In 1959, Paul Erd\"os used the probabilistic method to prove the
existence of graphs with arbitrarily high girth and chromatic number.

\begin{thm}[Erd\"os, 1959] For every $g,k > 0$, there exists a graph
$G$ with $\chi(G) \geq k$ and $g(G) \geq g$.
\end{thm}
\begin{proof}
Consider a random graph on $n$ vertices $G(n,p)$ such that there is an
edge between every pair or vertices with probability $p$ independent
of every other pair.  The idea is that if a graph has chromatic number
$k$, then there must exist at least one independent set of size at
least $\frac{n}{k}$, since a coloring corresponds to an independent set.

Therefore, in order to show that $\chi(G) \geq k$, it suffices to
prove that with high probability the size of any independent set in
$G$ is at most $\frac{n}{k}$.  We will prove that with high
probability, the graph doesn't have any independent set of size
$\frac{n}{2k}$.

Recall from basic probability the ``union bound'' or ``subadditivity
property'' of probabilities.  That is, for any (arbitrary, not necessarily
disjoint) events $E_1, E_2,\ldots, E_j$, 
\[Pr(\cup_{i=1}^j E_i) \leq
\sum_{i=1}^j Pr(E_i)\]

The probability that any set of $n/2k$ vertices is an independent set
is $(1-p)^{\binom{n/2k}{2}}$.  There are $\binom{n}{n/2k}$
possibilities for vertex sets of size $n/2k$.
By the union bound, the probability of $G_{n,p}$ having such an independent
set is therefore at most
\begin{eqnarray*}
Pr\left[G_{n,p} \mbox{ has an independent set of size } \frac{n}{2k}\right] &\leq
&\binom{n}{n/2k} (1-p)^{\binom{n/2k}{2}}\\ 
&\leq &2^n e^{-pn^2/8k} \\
&\leq &e^{\log 2n - pn^2/8k} \\
&\leq &e^{n \log 2 - n^{\epsilon + 1}/8k}
\end{eqnarray*}
where we set $p = n^{\epsilon - 1}$ for some $\epsilon < 1$.  The
above expression tends to zero as $n \rightarrow \infty$, so is
therefore smaller than $1/4$ for $n$ large enough.

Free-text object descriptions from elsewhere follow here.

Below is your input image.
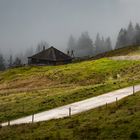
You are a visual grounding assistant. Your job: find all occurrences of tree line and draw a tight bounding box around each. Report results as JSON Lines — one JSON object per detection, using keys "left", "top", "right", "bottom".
{"left": 116, "top": 22, "right": 140, "bottom": 49}
{"left": 67, "top": 22, "right": 140, "bottom": 57}
{"left": 0, "top": 41, "right": 49, "bottom": 70}
{"left": 67, "top": 32, "right": 112, "bottom": 57}
{"left": 0, "top": 21, "right": 140, "bottom": 70}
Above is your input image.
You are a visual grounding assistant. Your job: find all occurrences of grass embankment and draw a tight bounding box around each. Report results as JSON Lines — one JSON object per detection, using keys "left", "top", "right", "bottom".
{"left": 92, "top": 45, "right": 140, "bottom": 59}
{"left": 0, "top": 91, "right": 140, "bottom": 140}
{"left": 0, "top": 58, "right": 140, "bottom": 122}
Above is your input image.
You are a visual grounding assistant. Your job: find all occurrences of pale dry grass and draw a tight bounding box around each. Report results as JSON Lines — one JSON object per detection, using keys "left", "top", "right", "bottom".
{"left": 110, "top": 55, "right": 140, "bottom": 60}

Let $X$ be the random variable counting the number of cycles of length
$g$ and smaller.  By linearity of expectation,
\begin{eqnarray*}
\E[X] &=& \sum_{i=1}^g \binom{n}{i}\frac{(i-1)!}{2}p^i \\
&\leq &g(np)^g = gn^{\epsilon g}
\end{eqnarray*}
if $0 < \epsilon < 1/g$, the above expression is $o(n)$.  Thus, for
sufficiently large $n$, $\E(X) < 1/4$.  By Markov's
inequality, 
\[Pr (X > n/2) \leq Pr(X > 2\E(X)) < 1/2\]


Therefore, if we choose $n$ sufficiently large, and $p = n^{\epsilon -
1}$ for $0 < \epsilon < 1/g$, the probability that $G_{n,p}$ has a
independent set of size $\frac{n}{2k}$ or that the number of cycles of length
at most $g$ is $\frac{n}{2}$ is less than $1$ by the union bound. 

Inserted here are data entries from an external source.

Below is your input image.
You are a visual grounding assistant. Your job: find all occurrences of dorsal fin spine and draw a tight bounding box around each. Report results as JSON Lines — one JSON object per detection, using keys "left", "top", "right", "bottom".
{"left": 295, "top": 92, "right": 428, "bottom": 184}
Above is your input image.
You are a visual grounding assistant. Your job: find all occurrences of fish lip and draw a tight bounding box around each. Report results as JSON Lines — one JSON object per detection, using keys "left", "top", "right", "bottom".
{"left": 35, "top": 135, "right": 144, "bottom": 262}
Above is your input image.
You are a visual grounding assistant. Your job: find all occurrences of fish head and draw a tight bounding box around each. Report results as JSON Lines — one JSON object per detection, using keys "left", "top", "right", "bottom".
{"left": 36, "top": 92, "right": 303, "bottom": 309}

Now, we can construct a graph $G'$ by removing a vertex from each
short cycle.  The number of vertices in $G'$ is at least $\frac{n}{2}$, the
size of the maximum independent set in $G'$ is no more that $\frac{n}{2k}$,
and there are no cycles of length less than $g$.  This implies that
$\chi(G') > k$ and $g(G') > g$.
\end{proof}

\end{document}